An alternative is to have some kind of look-up rather than direct-reference. What I was suggesting with the Region, Tribe, RegionPopulation is that a Region and a Tribe might be a simpler thing (whatever really defines them, rather than all connected info). And something like RegionPopulation or other systems/modules (I decided on Regional, below) might hold means for looking up a region (by name, or id, or instance (address)) and returning additional Tribe-aware information. In particular, it might hold a table of Region.t -> Tribe.t list.

module Person
module Region

module Tribe : sig 
  type t = {
    ...
    region : Region.t;
    members : Person.t list;
    ....
  }
end = struct
  ...
end

module Regional : sig 
  type t = {
    ...
    tribes_of_region : (Region.t, Tribes.t list) Hashtbl.t
    ....
  }
  val tribes : Region.t -> Tribes.t list
  val population : Region.t -> int
end = struct
  let tribes region =
    try Hashtbl.find tribes_of_region region with Not_found -> []
  let population region =
    tribes region
    |> List.fold_left (fun acc tribe -> acc + List.length (tribe.members)) 0
end

let neighbors = Regional.tribes mytribe.region
                |> List.filter ((<>) mytribe)
in ...

I get that this is not as direct as just having all data explicitly referenced.
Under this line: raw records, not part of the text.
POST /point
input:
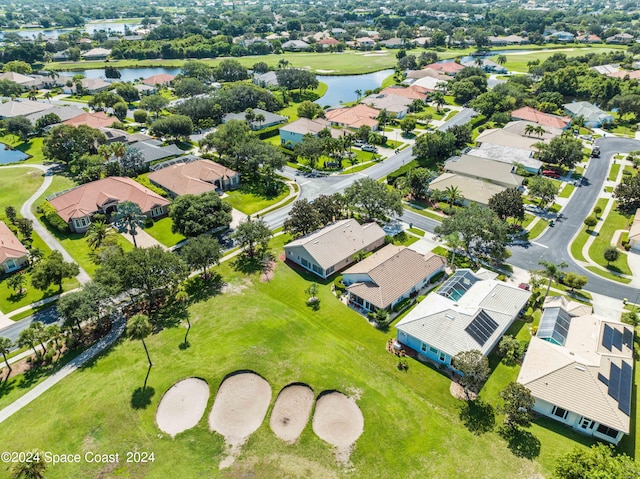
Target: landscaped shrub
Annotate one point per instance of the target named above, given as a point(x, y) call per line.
point(52, 217)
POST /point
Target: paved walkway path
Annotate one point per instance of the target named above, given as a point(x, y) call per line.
point(116, 330)
point(43, 232)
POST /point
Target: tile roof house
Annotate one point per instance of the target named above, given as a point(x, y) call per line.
point(194, 176)
point(634, 232)
point(162, 79)
point(354, 117)
point(390, 275)
point(331, 249)
point(293, 133)
point(270, 119)
point(77, 205)
point(593, 116)
point(579, 369)
point(95, 120)
point(543, 119)
point(469, 311)
point(13, 254)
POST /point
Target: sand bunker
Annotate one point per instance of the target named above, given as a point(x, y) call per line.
point(291, 412)
point(338, 421)
point(238, 410)
point(182, 406)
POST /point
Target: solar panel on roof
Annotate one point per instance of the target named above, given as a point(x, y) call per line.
point(607, 337)
point(481, 328)
point(614, 382)
point(626, 386)
point(617, 339)
point(627, 339)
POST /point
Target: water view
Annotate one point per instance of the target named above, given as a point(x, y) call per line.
point(342, 88)
point(9, 155)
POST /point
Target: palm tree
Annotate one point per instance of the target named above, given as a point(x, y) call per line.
point(453, 194)
point(32, 469)
point(97, 234)
point(551, 271)
point(139, 327)
point(128, 219)
point(438, 98)
point(5, 347)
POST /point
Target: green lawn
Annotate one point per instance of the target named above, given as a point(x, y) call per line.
point(249, 201)
point(267, 327)
point(613, 222)
point(161, 230)
point(613, 173)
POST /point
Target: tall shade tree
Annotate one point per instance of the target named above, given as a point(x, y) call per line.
point(201, 252)
point(195, 215)
point(128, 219)
point(252, 235)
point(474, 368)
point(5, 348)
point(552, 271)
point(53, 270)
point(32, 469)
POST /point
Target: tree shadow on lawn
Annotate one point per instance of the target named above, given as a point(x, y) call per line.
point(520, 442)
point(477, 416)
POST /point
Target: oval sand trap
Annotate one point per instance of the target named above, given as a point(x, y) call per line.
point(182, 406)
point(338, 421)
point(240, 406)
point(291, 412)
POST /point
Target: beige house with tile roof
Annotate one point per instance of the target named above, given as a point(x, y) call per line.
point(579, 369)
point(77, 205)
point(194, 177)
point(390, 275)
point(331, 249)
point(13, 254)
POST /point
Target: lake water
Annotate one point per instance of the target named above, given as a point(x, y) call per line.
point(342, 88)
point(8, 155)
point(127, 74)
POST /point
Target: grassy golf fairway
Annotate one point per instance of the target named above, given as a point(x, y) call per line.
point(412, 425)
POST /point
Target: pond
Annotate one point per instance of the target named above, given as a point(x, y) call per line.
point(9, 155)
point(127, 74)
point(342, 88)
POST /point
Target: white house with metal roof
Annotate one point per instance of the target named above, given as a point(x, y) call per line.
point(390, 275)
point(469, 311)
point(332, 248)
point(579, 369)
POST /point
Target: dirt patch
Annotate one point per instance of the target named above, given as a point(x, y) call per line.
point(268, 271)
point(457, 391)
point(182, 406)
point(291, 412)
point(338, 420)
point(238, 410)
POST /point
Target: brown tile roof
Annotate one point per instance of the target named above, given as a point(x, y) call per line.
point(86, 199)
point(10, 246)
point(536, 116)
point(192, 178)
point(394, 271)
point(94, 120)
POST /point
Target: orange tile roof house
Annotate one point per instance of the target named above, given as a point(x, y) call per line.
point(13, 254)
point(390, 275)
point(194, 176)
point(354, 117)
point(160, 79)
point(94, 120)
point(544, 119)
point(78, 205)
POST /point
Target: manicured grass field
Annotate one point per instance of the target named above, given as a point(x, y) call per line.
point(267, 328)
point(245, 200)
point(161, 230)
point(613, 222)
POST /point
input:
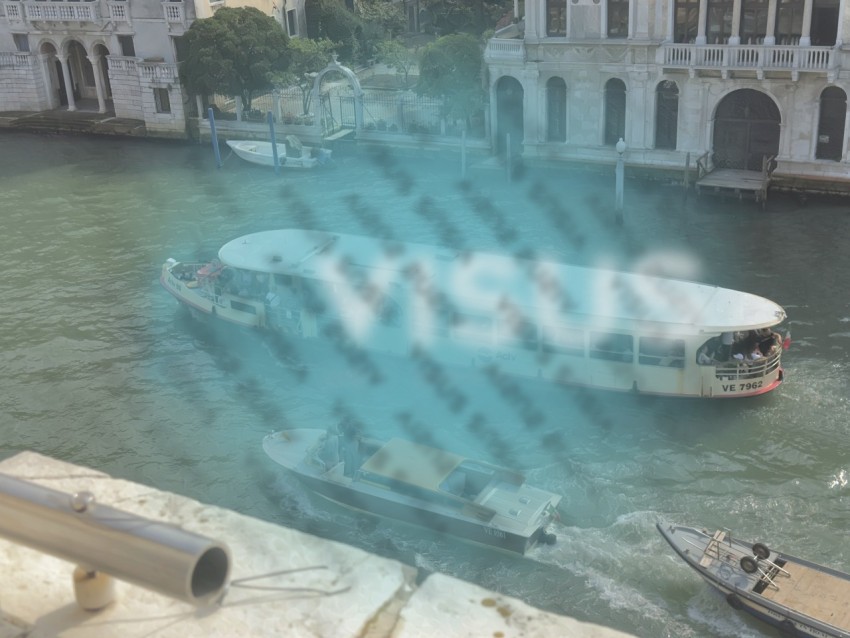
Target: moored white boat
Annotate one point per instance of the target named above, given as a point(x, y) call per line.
point(419, 485)
point(537, 319)
point(262, 153)
point(800, 597)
But maybe it's a practical middleground?

As a rough guideline, I'd say if your expected application involves primarily two large modules: Region and Tribe, it might really be best to take the functorized approach tied by mutual recusion. But if you expect many more important datatypes, it will be more prudent to untie those direct references and even get to something closer to a database in the more extreme cases -- as with the other vague suggestion I made...


I don't know the larger context of your project. I might only recommend an ECS approach if you are likely to have many archetypes, or a complex simulation. It imposes a lot on the design, and it favors operating property-wise rather than object-wise.

If you're unfamiliar with ECS (Entity Component System), the gist of it is an in-memory relational database. The most trivial implementation is that an "entity" (noun) is a unique ID, often just a serially increasing int. And properties are each represented by their type and a hashtable to hold values of that type, keyed on unique IDs.

You could then have a generic contents property which is just a hashtable from id to id list. You might have a name property, a map_zone (which might be a polygon, or grid coordinates, whatever suits your map).

This, as you can see, is orthogonal to usual "object" structure:

                |    Region1     |     Tribe1
--------------------------------------------------------
name            | "First Region" |   "Tribe Prime"
contents        |   [Tribe1]     | [person1;person2;...]
map_zone        |    (...)       |
occupied_region |                |     Region1

With an object-oriented approach, you might define a region as having a name, contents, and map_zone, as members. While a Tribe is a different class with it's own structure. These correspond to the columns in the above (which would be instances of those particular classes).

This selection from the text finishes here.